Metro inspectors discovered workmanship issues in the manufacturing process in the newest series of rail car, the 7000- series, and said the issues resulted in delays in manufacturing, according to a recent internal report.
Washington Metropolitan Area Transit Authority’s resident inspectors discovered workmanship defects in wire crimping when they went to the Kawasaki Motors Manufacturing in Lincoln, Nebraska. The internal review took place from May 1 to June 29.
“The manufacturers’ ability to properly control special processes such as Wire Crimping, Welding, and Painting is required to mitigate workmanship defects that lead to lengthy delays in manufacturing and can negatively impact reliability,” according to a report from the Office of Quality Assurance and Internal Compliance and Oversight dated Aug. 3.
According to the report, it will take two years to fix the workmanship issues. Kawasaki had not detected the defect, according to the report.
All 548 7000-series rail cars at Metro will need to have the wire-crimping defect fixed, which will take more than a year.
Metro spokesperson Sherri Ly said 7000-series rail cars are safe and that inspections will occur during maintenance, and not impact service. Metro will not have to pay for the retrofits because the cars are under warranty.
“We expect to resume delivery of the 7000-series rail cars later this month, with a full delivery schedule expected in September,” Ly wrote in an email.
Metro Board member Michael Goldman said he only heard about the report through news media. He was on vacation when it came out, and he had not read it. He said he was not concerned about the defects.
“I’m glad they didn’t discover it in a situation that caused safety issues or injuries to people,” Goldman said.
Metro also wrote in the report that it needs to add more-specific language to future contracts about what happens if contractors provide deficient quality workmanship.
Kawasaki was not progressing fast enough in engineering solutions to design defects in the rail cars, according to the report.
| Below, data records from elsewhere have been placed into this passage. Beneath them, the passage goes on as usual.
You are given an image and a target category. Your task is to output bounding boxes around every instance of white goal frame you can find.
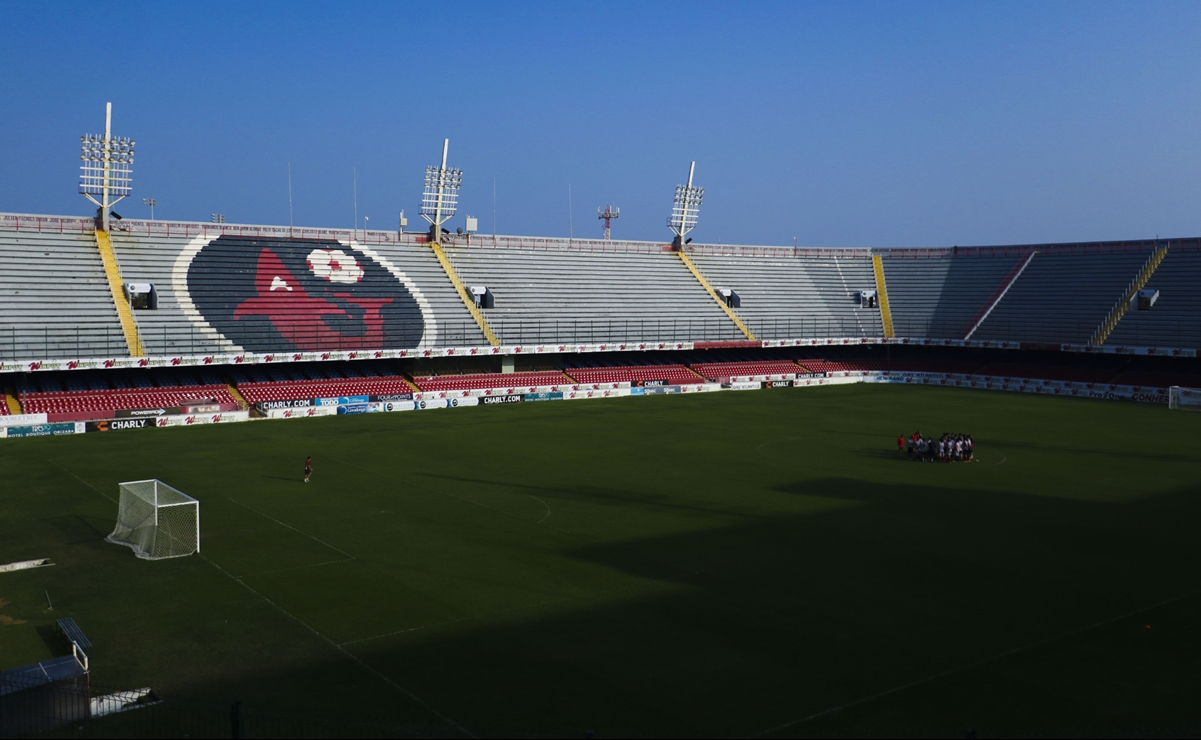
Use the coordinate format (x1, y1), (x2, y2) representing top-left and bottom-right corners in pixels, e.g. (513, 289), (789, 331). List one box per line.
(104, 478), (201, 560)
(1167, 386), (1201, 410)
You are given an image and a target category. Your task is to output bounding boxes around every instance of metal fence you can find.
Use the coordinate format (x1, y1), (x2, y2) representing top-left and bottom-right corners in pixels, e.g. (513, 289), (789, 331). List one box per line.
(0, 675), (458, 738)
(0, 317), (1201, 362)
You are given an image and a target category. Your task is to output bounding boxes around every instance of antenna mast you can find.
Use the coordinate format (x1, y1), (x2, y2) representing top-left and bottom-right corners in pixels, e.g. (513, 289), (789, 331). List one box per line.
(79, 103), (137, 232)
(422, 139), (462, 244)
(668, 162), (705, 251)
(597, 205), (621, 241)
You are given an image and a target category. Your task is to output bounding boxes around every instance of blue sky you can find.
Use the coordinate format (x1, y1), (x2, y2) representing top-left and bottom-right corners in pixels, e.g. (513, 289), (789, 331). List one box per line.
(0, 0), (1201, 246)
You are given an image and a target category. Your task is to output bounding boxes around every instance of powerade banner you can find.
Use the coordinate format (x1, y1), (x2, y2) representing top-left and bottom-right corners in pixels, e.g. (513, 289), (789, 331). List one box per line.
(8, 422), (85, 437)
(312, 395), (371, 406)
(85, 419), (155, 431)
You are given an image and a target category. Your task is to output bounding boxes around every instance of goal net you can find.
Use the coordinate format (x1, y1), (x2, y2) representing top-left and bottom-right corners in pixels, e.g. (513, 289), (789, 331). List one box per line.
(1167, 386), (1201, 408)
(106, 481), (201, 560)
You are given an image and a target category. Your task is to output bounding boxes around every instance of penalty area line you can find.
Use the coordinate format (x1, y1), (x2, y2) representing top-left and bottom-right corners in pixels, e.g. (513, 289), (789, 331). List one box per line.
(751, 591), (1201, 738)
(229, 499), (357, 557)
(196, 553), (476, 738)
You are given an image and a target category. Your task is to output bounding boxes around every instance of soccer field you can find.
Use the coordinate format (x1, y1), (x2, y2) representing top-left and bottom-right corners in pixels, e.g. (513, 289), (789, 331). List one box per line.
(0, 384), (1201, 738)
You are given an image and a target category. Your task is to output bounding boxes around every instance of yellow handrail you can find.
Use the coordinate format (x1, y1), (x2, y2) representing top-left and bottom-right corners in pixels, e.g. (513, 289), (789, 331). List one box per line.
(872, 255), (896, 338)
(96, 229), (145, 357)
(676, 250), (754, 340)
(430, 241), (501, 347)
(1088, 246), (1167, 346)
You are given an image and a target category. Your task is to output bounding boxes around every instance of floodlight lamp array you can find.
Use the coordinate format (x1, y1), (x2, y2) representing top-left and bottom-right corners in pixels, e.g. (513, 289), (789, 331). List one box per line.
(79, 133), (137, 197)
(422, 167), (462, 226)
(668, 185), (705, 237)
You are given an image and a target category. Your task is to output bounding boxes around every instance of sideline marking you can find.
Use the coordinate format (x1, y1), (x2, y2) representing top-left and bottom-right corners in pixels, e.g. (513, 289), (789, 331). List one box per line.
(226, 499), (358, 579)
(47, 458), (476, 738)
(226, 499), (358, 560)
(751, 591), (1201, 738)
(196, 553), (476, 738)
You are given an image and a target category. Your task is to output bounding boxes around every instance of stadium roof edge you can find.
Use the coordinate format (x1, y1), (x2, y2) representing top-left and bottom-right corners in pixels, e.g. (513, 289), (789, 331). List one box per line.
(0, 211), (1201, 258)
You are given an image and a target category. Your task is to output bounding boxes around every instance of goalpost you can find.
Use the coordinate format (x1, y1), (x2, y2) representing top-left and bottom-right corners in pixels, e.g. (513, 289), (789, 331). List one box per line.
(1167, 386), (1201, 408)
(106, 479), (201, 560)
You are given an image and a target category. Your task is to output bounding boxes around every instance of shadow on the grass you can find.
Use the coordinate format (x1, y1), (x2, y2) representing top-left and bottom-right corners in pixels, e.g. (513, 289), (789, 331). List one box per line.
(42, 514), (113, 544)
(25, 473), (1201, 736)
(189, 478), (1201, 736)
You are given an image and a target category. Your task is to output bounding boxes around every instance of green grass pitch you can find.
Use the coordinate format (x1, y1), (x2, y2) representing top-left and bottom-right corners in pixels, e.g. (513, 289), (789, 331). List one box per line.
(0, 384), (1201, 738)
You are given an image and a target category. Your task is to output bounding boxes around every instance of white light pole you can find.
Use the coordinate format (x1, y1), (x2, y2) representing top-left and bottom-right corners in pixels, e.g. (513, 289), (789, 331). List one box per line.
(422, 139), (462, 244)
(79, 103), (136, 232)
(668, 162), (705, 250)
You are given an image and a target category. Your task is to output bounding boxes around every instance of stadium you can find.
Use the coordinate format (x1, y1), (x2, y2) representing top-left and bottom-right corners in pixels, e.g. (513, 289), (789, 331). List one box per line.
(0, 93), (1201, 738)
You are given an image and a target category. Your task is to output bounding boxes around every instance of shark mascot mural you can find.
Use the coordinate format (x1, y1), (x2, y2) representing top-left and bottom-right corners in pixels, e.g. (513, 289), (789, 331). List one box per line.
(181, 237), (434, 352)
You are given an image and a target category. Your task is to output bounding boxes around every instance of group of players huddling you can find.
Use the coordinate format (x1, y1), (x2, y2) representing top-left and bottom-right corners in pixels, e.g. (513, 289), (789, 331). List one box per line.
(897, 431), (975, 463)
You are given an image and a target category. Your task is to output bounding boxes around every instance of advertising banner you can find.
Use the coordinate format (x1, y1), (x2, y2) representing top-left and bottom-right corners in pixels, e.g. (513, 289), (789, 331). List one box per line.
(0, 413), (46, 426)
(525, 390), (563, 401)
(155, 411), (250, 426)
(312, 395), (371, 406)
(6, 422), (86, 437)
(258, 399), (313, 411)
(265, 406), (337, 419)
(84, 418), (155, 431)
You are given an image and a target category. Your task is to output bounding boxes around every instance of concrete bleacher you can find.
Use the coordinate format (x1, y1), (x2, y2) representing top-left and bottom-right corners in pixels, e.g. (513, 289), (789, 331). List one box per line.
(972, 247), (1153, 344)
(109, 231), (225, 356)
(689, 249), (884, 339)
(368, 243), (488, 347)
(0, 229), (129, 359)
(1105, 246), (1201, 348)
(446, 246), (743, 345)
(882, 249), (1026, 339)
(564, 364), (705, 384)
“For the shipped open items for all cars delivered in 2018, over 95% of issues were related to Engineering Open Items,” WMATA wrote. “Of this subset, over 50% had been open for over 365 days.”
Metro Chief Operating Officer Joe Leader has said the 7000-series rail cars are the most reliable in Metro’s fleet and that as the number of 7000-series cars transporting Metro passengers has increased, the average distance a train traveled between delays has improved.
“The cars are perfectly safe,” said Ly about the 7000-series rail cars Tuesday.
Ly said the 7000-series trains travel nearly double the distance (141,386 miles) between problems that cause delays of the other series of trains combined (72,690 miles).
Metro Board Chairman and D.C. Council member Jack Evans (Ward 2) said Tuesday he did not want to talk about Metro and directed a reporter to Metro spokesperson Dan Stessel to ask questions.
Two Metro departments will cooperate to ask Kawasaki in a letter to send more inspection data on a weekly basis for the rest of the manufacturing process. The letter is scheduled to be complete by Sept. 6.
The Office of Quality Assurance and Internal Compliance and Oversight, the office responsible for the report, is independent in that employees respond directly to the general manager.
QICO conducted interviews and observation as part of the internal review, both at the manufacturing facility in Lincoln and at Kawasaki’s corporate offices in Yonkers, New York.